As I watched the security guards continued to send clearly disabled people away from the mostly empty platform to get their very own Golden Tickets, I felt more anger and upset well up. Why was this platform so difficult for people to access? I looked around the festival to see more disabled people among the crowds and wondered if they knew this platform was available to them? Or maybe they already knew what I didn’t.
I spent the afternoon enjoying great bands while trying to not get cross at the noise pollution from other areas that constantly overshadowed the music. It was strange listening to Lindy Hop from a dance floor while Athlete played, and The Levellers were drowned out by dance music. Frank Turner was amazing. I expected no less. He played loudly and swore loudly, but yet still didn’t fully drown out the Big Blue Top in the background. But, bloody hell can that man sing, can that band play?! The children danced for me.

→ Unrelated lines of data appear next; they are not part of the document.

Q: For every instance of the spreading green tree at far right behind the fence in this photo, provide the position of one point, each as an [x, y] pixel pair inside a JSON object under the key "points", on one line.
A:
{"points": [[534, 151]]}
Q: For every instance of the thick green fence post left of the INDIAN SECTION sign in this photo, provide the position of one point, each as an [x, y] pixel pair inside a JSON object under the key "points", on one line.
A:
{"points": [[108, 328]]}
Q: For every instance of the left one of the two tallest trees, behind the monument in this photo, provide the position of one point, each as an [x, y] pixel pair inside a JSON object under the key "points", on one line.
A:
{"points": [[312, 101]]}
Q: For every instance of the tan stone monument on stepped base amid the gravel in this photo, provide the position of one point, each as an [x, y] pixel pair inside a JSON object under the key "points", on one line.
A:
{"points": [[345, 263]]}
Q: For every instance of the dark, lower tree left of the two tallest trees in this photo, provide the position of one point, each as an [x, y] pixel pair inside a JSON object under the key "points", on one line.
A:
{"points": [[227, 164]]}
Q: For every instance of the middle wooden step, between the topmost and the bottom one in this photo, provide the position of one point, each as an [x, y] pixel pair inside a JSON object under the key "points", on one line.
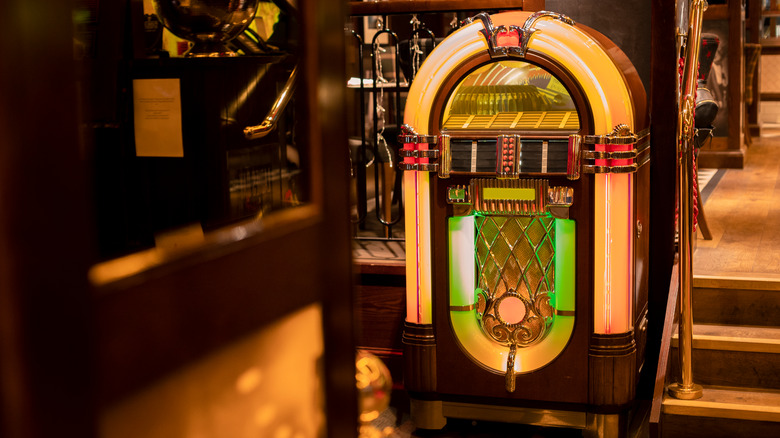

The platform was far from the main stage crowd, we were ostracised and segregated, far from the jumping, singing, amazing atmosphere of the excited crowd. We watched in the distance. We were there, yet not really part of it all.
I was cross and in my anger fired emails to various people. I was given platitudes and had smoke blown up my ass by the On Blackheath events organiser, until I refused to accept her disingenuous offerings and she became rude. I emailed Frank Turner, as he is an advocate of Disabled Access to Music. He replied and was very kind. And I was reminded of the amazing support for disabled access to music out there that is promoted by Attitude is Everything.
But, really, it was me that I was most angry with. It was harder than I expected. I’ve buried myself in my little cocoon and pretended things are no different before but they are. They really fucking are. I was cross with myself for thinking it would be the same as it once would have been.
All I wanted to do was Dance to my favourite music, to be in the crowd, not on a platform. I wanted to be dancing with the children on my shoulders, or swing them around to Beautiful Day sung by Imelda May and Four Simple Words by Frank himself. Instead I felt alienated, yet again a burden, a reminder that this fucking problem isn’t going away. It meant I couldn’t enjoy the weekend as I would have once done. I won’t be able to do that again.
I promise though, that for every upset, I will match it with a happy tale on the flip side of shit.